Il faut ajouter quelque chose, on ne peut pas se contenter de ça.

— Ça…

Mais il s’arrête. À l’attitude interrogative de Louis, il comprend l’ampleur de son erreur. Cette histoire de tableau, Louis n’y est pour rien.

— Merci, pour quoi ?

Camille improvise :

— Pour tout, Louis. Pour ton aide… dans tout ça.

Louis fait « oui », étonné, ça n’est pas dans leurs habitudes de se dire des choses comme ça.

Camille espérait dire quelque chose de juste, il vient de le faire, surpris lui-même de cet aveu auquel il ne s’attendait pas.

— C’est un peu mon retour, cette affaire. Et je ne suis pas un type très facile à vivre, alors…

La présence de Louis, ce garçon mystérieux qu’il connaît si bien et dont il ne sait rien, l’émeut soudain, plus peut-être que la réapparition du tableau.


On a remonté Vasseur une nouvelle fois, pour contrôler des détails.

Camille monte chez Le Guen, il frappe brièvement, il entre. Le divisionnaire s’attend à une mauvaise nouvelle, ça se lit sur son visage, Camille lève tout de suite les mains bien haut pour le rassurer. On parle de l’affaire. Chacun a fait le nécessaire. On attend. Camille évoque la vente des œuvres de sa mère.

— Combien ? demande Le Guen éberlué.

Camille répète le chiffre, qu’il trouve de plus en plus abstrait. Le Guen fait une moue admirative.

Camille ne parle pas de l’autoportrait. Il a eu le temps de réfléchir, il sait. Il va appeler l’ami de sa mère qui a organisé la vente. Il a dû tirer son petit profit dans cette affaire, il a remercié Camille avec le tableau. C’est terre à terre. Camille est soulagé.

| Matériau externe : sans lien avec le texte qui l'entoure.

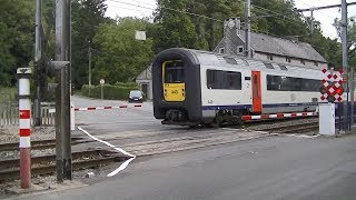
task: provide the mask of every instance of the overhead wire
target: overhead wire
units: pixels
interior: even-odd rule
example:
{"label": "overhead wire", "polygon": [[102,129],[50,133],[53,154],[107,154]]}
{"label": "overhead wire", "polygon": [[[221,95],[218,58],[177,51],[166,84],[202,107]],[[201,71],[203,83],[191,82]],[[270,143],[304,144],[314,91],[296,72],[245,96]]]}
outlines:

Il appelle, laisse un message et retourne dans son bureau.

Les heures passent.

Camille a décidé. Ce sera à dix-neuf heures.

Le moment est maintenant venu. Il est dix-neuf heures.

Vasseur entre dans le bureau. S’assoit, le regard délibérément braqué sur l’horloge murale.

Il est très fatigué, il n’a quasiment pas dormi au cours de ces quarante-huit heures et maintenant ça se voit cruellement.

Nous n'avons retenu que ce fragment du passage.